My thought? This could (it did) get awkward.
After I was let into the back area, where a nurse weighed me and gave me a lollipop (kidding), I began to realize ‘this isn’t worth it. My shoulder hardly hurts. This isn’t worth it.’
The colorful, eye-catching, friendly wall-paper was having the opposite effect.
I took a seat in the room to wait for the doc.
She comes in and she’s … not attractive (to me at least).
What does this mean! Was I hoping she’d be attractive? Was I hoping she’d be unattractive? Was this going to turn into a porn shoot?
“I see you’re here for a physical.”
Oh God. I try to back-track.
“Well I said physical but really it’s just my shoulder … I’m just curious about my shoulder. I just wanted to see about my shoulder. I said physical because I get one for free … but really it’s my shoulder.”
I was desperate to no longer have this be a physical but instead be just about … my shoulder.
The doc pokes around at my shoulder a bit, she asks some questions, she does the “breathe in … ok … deep breath … ok …”
Then the good doc, the professional, sits down.
She goes on to explain to me about the test for hernias, and the test for testicular cancer.
I didn’t even have these explained the first time I had these tests done – guys know they’re coming. We prefer not to dwell on it.

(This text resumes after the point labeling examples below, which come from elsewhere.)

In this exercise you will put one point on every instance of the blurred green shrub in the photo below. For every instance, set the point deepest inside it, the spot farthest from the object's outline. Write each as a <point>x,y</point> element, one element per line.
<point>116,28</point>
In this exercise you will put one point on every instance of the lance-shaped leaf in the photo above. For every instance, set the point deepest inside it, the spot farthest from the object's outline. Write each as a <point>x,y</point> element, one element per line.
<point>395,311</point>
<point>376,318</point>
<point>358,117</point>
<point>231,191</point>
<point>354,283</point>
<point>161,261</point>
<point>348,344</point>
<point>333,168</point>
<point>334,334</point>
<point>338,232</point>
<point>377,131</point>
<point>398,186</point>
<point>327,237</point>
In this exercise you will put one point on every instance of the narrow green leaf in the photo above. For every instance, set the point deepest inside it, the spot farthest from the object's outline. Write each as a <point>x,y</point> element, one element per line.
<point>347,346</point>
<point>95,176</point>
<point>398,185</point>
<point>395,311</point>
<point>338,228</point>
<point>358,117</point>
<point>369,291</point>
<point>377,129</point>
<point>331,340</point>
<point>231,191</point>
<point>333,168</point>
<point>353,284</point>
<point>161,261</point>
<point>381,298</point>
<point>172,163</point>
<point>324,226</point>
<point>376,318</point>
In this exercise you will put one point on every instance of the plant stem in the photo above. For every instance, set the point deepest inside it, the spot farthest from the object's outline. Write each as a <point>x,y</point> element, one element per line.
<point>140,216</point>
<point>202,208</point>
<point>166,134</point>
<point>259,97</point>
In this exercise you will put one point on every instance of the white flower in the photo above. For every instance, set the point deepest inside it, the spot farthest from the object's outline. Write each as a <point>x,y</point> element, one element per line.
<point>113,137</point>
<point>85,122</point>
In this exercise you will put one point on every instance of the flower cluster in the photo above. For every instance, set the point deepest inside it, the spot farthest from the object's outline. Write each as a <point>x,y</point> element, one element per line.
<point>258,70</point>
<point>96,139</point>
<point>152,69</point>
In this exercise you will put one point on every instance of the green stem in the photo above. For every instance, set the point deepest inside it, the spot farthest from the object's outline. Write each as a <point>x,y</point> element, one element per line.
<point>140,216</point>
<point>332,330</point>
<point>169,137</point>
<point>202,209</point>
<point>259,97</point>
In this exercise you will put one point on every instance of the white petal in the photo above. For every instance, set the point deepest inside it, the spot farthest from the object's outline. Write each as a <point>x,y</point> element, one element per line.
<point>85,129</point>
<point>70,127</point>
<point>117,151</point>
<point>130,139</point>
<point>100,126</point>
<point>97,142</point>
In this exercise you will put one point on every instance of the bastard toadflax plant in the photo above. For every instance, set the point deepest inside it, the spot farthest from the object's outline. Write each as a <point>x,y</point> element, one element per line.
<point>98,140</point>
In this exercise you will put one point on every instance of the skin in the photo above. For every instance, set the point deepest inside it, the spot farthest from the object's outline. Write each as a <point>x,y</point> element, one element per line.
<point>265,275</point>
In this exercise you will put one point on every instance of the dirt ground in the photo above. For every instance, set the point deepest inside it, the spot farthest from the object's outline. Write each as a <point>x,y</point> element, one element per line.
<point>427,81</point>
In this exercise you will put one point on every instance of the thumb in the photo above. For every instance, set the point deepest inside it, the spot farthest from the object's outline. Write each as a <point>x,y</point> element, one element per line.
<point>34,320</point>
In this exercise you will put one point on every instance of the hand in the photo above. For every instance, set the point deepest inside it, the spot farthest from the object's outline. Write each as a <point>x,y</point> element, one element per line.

She’s explaining it to me in detail though. Why she’s going to put her hands in certain areas and what it’s for and how I can check for certain things myself. She tells me what my “testes” should feel like. I wanted to giggle and run away.
Here’s what I’m thinking during all this: what kind of ‘state’ should I be in?
I mean, she’s female. But, I’m not attracted to her. And!, she’s a doctor. But!, you don’t exactly like heading outside unless you’re dressed if you know what I mean. I decide it’s best to go a la David.
Then, she asks me to pull my pants and underwear down to my knees … as she BLUSHES!
Make no mistake my friends, it was a clear blush. It was funny, but also not what I needed.
It’s a bad thing when a doctor blushes before touching you in your la-dee-da spot.
After the hernia test the doctor leaves the room (presumably to laugh). She comes back and tells me some last bits of information and then she gives me a form to get some x-rays on my shoulder.
The x-rays were the icing on the cake.
The machine is moved from waist-level to my shoulder.
I have yet to see the doctor again. For medical reasons. Za-Zing!!